Mechanism: Age-associated CD38 activity releases extracellular ADP-ribose, which inhibits SIRT2, leading to acetylated, rigid microtubules that amplify inflammation via YAP/NF-kB. Readout: Readout: Blocking CD38 reduces inflammation and improves cellular health, as evidenced by restored SIRT2 activity and reduced SASP secretion.
Hypothesis
Age-associated up-regulation of CD38 not only consumes intracellular NAD+ but also releases NAD+ metabolites into the extracellular space, where they act as competitive inhibitors of SIRT2 deacetylase activity on cytosolic tubulin.
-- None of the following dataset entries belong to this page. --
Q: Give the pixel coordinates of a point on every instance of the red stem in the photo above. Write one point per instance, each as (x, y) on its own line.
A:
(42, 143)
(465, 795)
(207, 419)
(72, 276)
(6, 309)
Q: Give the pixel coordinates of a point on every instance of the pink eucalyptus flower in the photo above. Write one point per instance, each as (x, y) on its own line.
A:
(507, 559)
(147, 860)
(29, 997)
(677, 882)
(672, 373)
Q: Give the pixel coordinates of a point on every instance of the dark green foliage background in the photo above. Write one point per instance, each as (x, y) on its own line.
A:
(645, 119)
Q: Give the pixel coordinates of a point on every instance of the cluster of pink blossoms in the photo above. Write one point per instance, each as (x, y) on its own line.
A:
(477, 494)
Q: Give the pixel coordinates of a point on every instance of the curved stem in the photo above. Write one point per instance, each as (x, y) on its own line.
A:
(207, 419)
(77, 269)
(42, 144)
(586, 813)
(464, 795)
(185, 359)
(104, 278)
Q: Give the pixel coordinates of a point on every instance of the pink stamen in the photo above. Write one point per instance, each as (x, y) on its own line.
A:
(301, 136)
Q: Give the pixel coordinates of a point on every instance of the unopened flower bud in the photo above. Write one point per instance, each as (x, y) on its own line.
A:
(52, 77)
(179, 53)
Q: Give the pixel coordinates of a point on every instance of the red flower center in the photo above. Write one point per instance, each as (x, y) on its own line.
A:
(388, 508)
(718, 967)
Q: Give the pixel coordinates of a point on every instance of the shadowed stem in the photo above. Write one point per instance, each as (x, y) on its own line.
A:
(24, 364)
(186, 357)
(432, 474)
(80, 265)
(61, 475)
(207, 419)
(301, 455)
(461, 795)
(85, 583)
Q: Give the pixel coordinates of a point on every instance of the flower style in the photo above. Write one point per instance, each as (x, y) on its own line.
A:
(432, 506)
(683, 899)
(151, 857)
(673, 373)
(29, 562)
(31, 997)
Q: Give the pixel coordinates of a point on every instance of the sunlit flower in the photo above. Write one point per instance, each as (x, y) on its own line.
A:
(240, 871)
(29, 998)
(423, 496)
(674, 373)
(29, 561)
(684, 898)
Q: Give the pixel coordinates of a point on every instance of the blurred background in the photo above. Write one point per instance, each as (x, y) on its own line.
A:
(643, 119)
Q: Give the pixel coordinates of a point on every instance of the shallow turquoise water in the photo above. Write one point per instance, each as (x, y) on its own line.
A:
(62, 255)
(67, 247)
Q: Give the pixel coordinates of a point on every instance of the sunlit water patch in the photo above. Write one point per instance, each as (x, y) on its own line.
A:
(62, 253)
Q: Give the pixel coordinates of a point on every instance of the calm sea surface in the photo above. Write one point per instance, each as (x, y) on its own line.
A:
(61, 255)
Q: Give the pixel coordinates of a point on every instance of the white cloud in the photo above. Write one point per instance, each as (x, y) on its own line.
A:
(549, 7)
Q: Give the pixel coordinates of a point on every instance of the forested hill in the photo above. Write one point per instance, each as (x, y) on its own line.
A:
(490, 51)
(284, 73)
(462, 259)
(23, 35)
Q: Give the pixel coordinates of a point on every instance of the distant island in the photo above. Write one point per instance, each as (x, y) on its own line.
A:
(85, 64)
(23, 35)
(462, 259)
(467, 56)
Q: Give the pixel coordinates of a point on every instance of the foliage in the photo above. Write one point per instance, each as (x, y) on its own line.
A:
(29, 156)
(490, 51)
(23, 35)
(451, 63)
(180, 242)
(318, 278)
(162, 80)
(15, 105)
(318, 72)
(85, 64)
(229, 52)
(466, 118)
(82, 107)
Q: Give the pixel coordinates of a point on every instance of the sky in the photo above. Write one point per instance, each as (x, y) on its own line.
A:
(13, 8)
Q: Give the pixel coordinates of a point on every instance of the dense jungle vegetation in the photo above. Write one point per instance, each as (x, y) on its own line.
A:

Reduced SIRT2-mediated deacetylation stabilizes acetyl-tubulin, making microtubules more rigid and impairing mechanotransduction pathways that normally restrain NF-kB signaling. Consequently, cells experience a feed-forward loop: inflammation drives CD38 expression, CD38-derived NAD+ loss suppresses SIRT2, stiffened cytoskeleton amplifies inflammatory signaling, and further CD38 induction ensues.
Mechanistic Basis
CD38 is a bifunctional enzyme that hydrolyzes NAD+ to ADP-ribose and cyclic ADP-ribose, both of which can be exported via connexin hemichannels or ATP-binding cassette transporters [2]. Extracellular ADP-ribose has been shown to inhibit sirtuins by occupying the NAD+-binding pocket without supporting catalysis [7]. SIRT2 preferentially deacetylates alpha-tubulin at Lys40, a modification that promotes microtubule flexibility and facilitates the turnover of focal adhesions [5]. When SIRT2 activity falls, acetyl-tubulin accumulates, microtubules become hyper-stable, and cells display reduced tensile strain sensing. Mechanical strain normally activates the tumor suppressor LATS1/2 of the Hippo pathway, which phosphorylates and retains YAP in the cytoplasm; loss of strain leads to nuclear YAP, which cooperates with NF-kB to boost transcription of pro-inflammatory cytokines [4]. Thus, CD38-driven NAD+ loss can mechanistically link metabolic decline to a cytoskeletal-mediated amplification of inflammation.
Testable Predictions
- In aged tissues, extracellular ADP-ribose concentrations will correlate positively with CD38 expression and inversely with SIRT2 activity measured by acetyl-tubulin levels.
- Pharmacological blockade of CD38 ecto-enzymatic activity (using antibodies or small-molecule inhibitors) will lower extracellular ADP-ribose, restore SIRT2-dependent tubulin deacetylation, and reduce SASP secretion from fibroblasts independent of changes in immune-cell infiltration.
- Genetic overexpression of a NAD+-insensitive SIRT2 mutant (e.g., SIRT2-H187Y) in murine muscle will rescue microtubule dynamicity, diminish YAP nuclear localization, and extend healthspan even when CD38 remains elevated.
Experimental Approach
- Measure extracellular ADP-ribose in plasma and interstitial fluid of young vs. old mice using LC-MS/MS; correlate with tissue CD38 mRNA (qPCR) and SIRT2 activity (immunoblot for acetyl-tubulin).
- Treat aged mice with a CD38-specific inhibitor (e.g., 78c) or control for 8 weeks; assess SASP cytokines (IL-6, TNF-alpha) in serum, microtubule acetylation (immunofluorescence), and YAP localization.
- Generate a muscle-specific SIRT2-H187Y knock-in line; cross with aged wild-type and CD38-overexpressing mice; evaluate grip strength, treadmill endurance, and histology for fibrosis.
- Use traction force microscopy on primary fibroblasts exposed to recombinant ADP-ribose to quantify changes in substrate stiffness sensing and NF-kB reporter activity.
Potential Implications
If validated, this hypothesis reframes NAD+ decline as not merely an energy shortage but as a signaling imbalance that remodels the cytoskeleton to amplify inflammatory programs. It suggests that targeting the extracellular NAD+ metabolome—or bolstering SIRT2-dependent microtubule dynamics—could break the inflammation-CD38 loop and improve tissue function without requiring global NAD+ supplementation, thereby avoiding the risks of masking underlying DNA damage observed in high-dose NR/NMN regimens [6,7]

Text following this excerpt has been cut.